Jackson's legacy to cricket in Middlesex and beyond is immense. As Chairman of the County's Youth Sub-Committee in 1972 he introduced the Middlesex Youth Coaching Scheme. The former Middlesex and England batsman Jack Robertson was coaching an Under-11 group and Ted decided that the future of the County's cricket depended on producing home-coached talent in squads from Under-10 upwards.

So was born probably the first such scheme in the country, its success demonstrated by the numerous first class cricketers and several Test players, such as Mark Ramprakash, Owais Shah and Philip Tufnell, it helped to nurture. The academies that have developed in all first class counties owe a debt to Jackson's innovation. His innate modesty would not allow him to see such success as personal; his intentions were for the good of cricket and the youngsters who played it. Having convinced the Middlesex Committee and its coach, Don Bennett, of the desirability of the scheme, he recruited the necessary coaches and, with the lightest of hands on the tiller, watched the system flourish.

He founded the Middlesex Branch of the Association of Cricket Coaches, becoming Chairman in 1982, and served for many years on Middlesex's General and Cricket Committees. The committee room was not his natural habitat but in matters concerning the development of young cricketers he could be a powerful advocate. On the occasions he preferred to reserve his judgements, fellow committee members knew they would soon be in possession through the post of Ted's latest nocturnal responses to the discussion, and copied to all and sundry. Not everyone agreed with his views but few failed to marvel at how he possessed the physical and intellectual energy to complete a demanding full day's work followed by a late-afternoon coaching session, an evening meeting – then spending the early hours at his typewriter.

Jackson was entirely without ego: he barely mentioned his CBE in 1983 for services to the legal profession. What he did for cricket he did because he believed passionately in the values the game stands for. He was as happy coaching a group of inner-city children as he was advising the most talented apprentice county cricketers. He helped found clubs in Haringey and Tower Hamlets because he realised that the absence of playing fields in inner London deprived children of the opportunities cricket offers.

Jackson was a pioneer in so many aspects of cricket in Middlesex (and continued to be so well into his seventies) and, as with many innovators, a few were slow to recognise his genius. With so many ideas buzzing around in his head, he had no time for small talk; there was too much to do. Meetings with him in the chair were often infuriatingly brief – and he then wrote the minutes himself. He had firm ideas about how cricket should be played and preferred the uncompromising approach to the political one. His effervescence and commitment usually won the day.

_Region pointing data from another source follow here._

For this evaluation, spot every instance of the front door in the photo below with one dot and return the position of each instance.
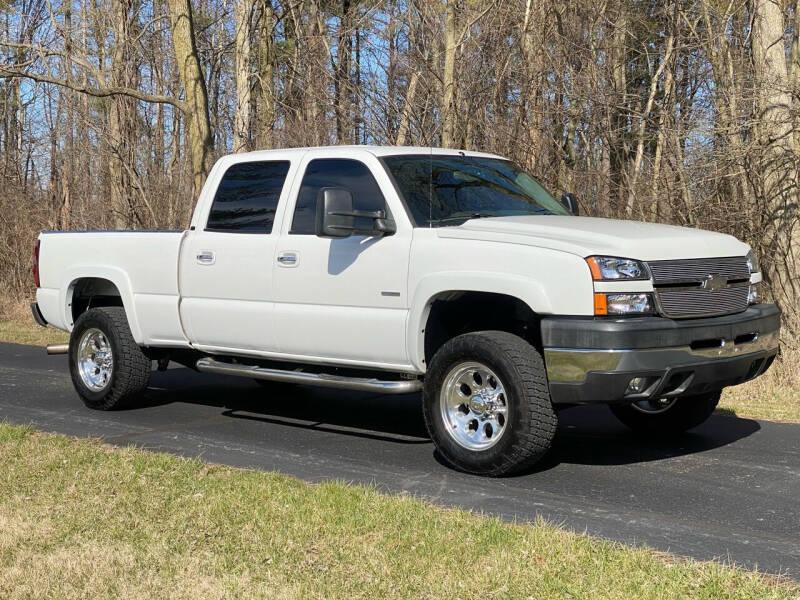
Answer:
(226, 263)
(343, 300)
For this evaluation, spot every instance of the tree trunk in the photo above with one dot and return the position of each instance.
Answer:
(241, 125)
(201, 148)
(777, 147)
(265, 103)
(121, 120)
(405, 116)
(341, 76)
(449, 103)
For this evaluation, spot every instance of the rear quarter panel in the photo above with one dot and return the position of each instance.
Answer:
(142, 265)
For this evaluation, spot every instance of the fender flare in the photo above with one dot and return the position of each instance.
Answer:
(113, 274)
(524, 289)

Even into his seventies he continued to write law reports, to inspire cricketers of all ages and to write articles on aspects of the game. Illness sapped him of much of his energy in his last few years but the devotion of his wife Penelope and his children and grandchildren made for a mellow and loving home life. Even at this time, while sitting in his armchair and stirred to talk about a favourite Shakespeare sonnet, his eyes would again flash to reveal the energised and dynamic Ted loved and admired by generations of cricketers, legal colleagues and friends.

......... David Green

Edward Oliver Jackson, barrister, cricketer and coach: born Calcutta, India 3 December 1922; married firstly Joan Murray Simpson (three daughters), secondly (one adopted son), 1981 Penelope Thwaites (one son, one daughter); died London 5 October 2009.